Welcome back, class! In Chapter 8, we are shifting gears from discrete variables to Continuous Probability Distributions. This is a pivotal chapter in statistics because it introduces the Normal Distribution (the "Bell Curve"), which is the foundation for much of the inferential statistics we will do later in the course.

8.1 The Uniform Distribution

We start with the simplest continuous distribution: the Uniform Distribution. Imagine a situation where every outcome in a range is equally likely. The graph looks like a rectangle, which makes calculating probabilities straightforward—it's just calculating the area of a rectangle ($Area = base \times height$).

Key Formulas:

  • The Probability Density Function: $$f(x) = \frac{1}{b-a}$$ for $$a \leq x \leq b$$
  • Mean: $$\mu = \frac{a+b}{2}$$
  • Standard Deviation: $$\sigma = \frac{b-a}{\sqrt{12}}$$

Example from class: We looked at Polar Bear Frozen Foods. If the weight of French fries is uniformly distributed between 57 and 63 ounces, the mean is simply 60 ounces. To find the probability of a package weighing less than 59 ounces, we calculate the area of the rectangle up to 59.

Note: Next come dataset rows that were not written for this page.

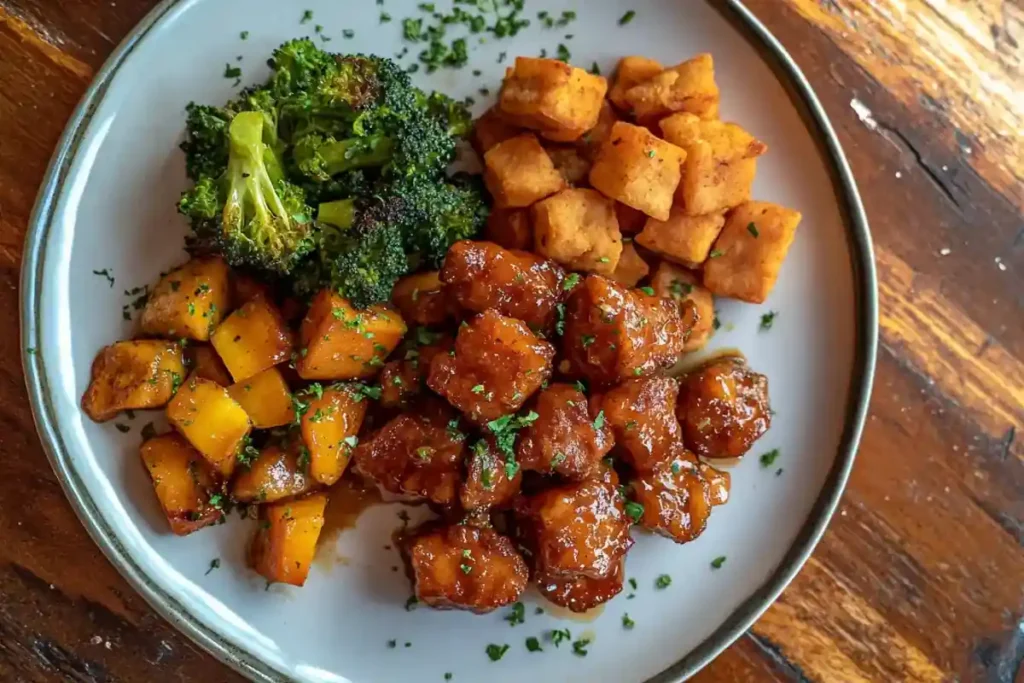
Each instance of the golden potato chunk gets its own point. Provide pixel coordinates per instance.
(211, 420)
(568, 436)
(286, 541)
(750, 252)
(342, 343)
(253, 338)
(578, 227)
(548, 95)
(265, 397)
(638, 169)
(497, 365)
(132, 376)
(687, 87)
(465, 567)
(481, 275)
(183, 483)
(518, 172)
(189, 301)
(672, 282)
(632, 71)
(723, 409)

8.2 & 8.3 The Normal and Standard Normal Distributions

Next, we move to the star of the show: the Normal Distribution. This symmetric, bell-shaped curve appears everywhere in nature and industry. To compare different normal distributions (like test scores vs. heights), we standardize them using Z-scores.

The Standard Normal Distribution always has a mean ($ \mu $) of 0 and a standard deviation ($ \sigma $) of 1.

The Z-Score Formula:

$$z = \frac{x - \mu}{\sigma}$$

This formula tells us how many standard deviations a value $x$ is away from the mean. Positive Z-scores are above the mean; negative ones are below.

8.4 Applications of the Normal Distribution

We solve two main types of problems in this section:

  1. Finding Probability: Given a value $x$, we convert it to a Z-score and use the standard normal table (or technology) to find the area (probability) under the curve.
  2. Finding Percentiles (Inverse Normal): Given a probability or percentage (e.g., "the top 10%"), we find the corresponding Z-score and work backward to solve for $x$.

Class Example: We calculated the 90th percentile for body temperatures. With $\mu = 98.6$ and $\sigma = 0.73$, we found the Z-score for 0.9000 area ($z \approx 1.28$) and solved for $x$, resulting in roughly $99.53^\circ F$.

8.6 Normal Approximation to the Binomial

Finally, we learned a powerful shortcut. When calculating Binomial probabilities with a large number of trials ($n$), the formulas can get tedious. Fortunately, as long as $np \geq 5$ and $nq \geq 5$, the Binomial distribution looks very much like a Normal distribution.

Steps to Approximate:

  1. Find the Mean: $$\mu = np$$
  2. Find the Standard Deviation: $$\sigma = \sqrt{np(1-p)}$$
  3. Apply Continuity Correction: Since we are going from discrete (bars) to continuous (smooth curve), we must adjust our $x$ values by 0.5.

For example, to find the probability of exactly 5 successes ($P(x=5)$), we find the area between 4.5 and 5.5 under the normal curve.

Keep practicing those Z-score conversions and sketch your curves! Visualizing the shaded area is the best way to ensure your answer makes sense. See you in the next lecture!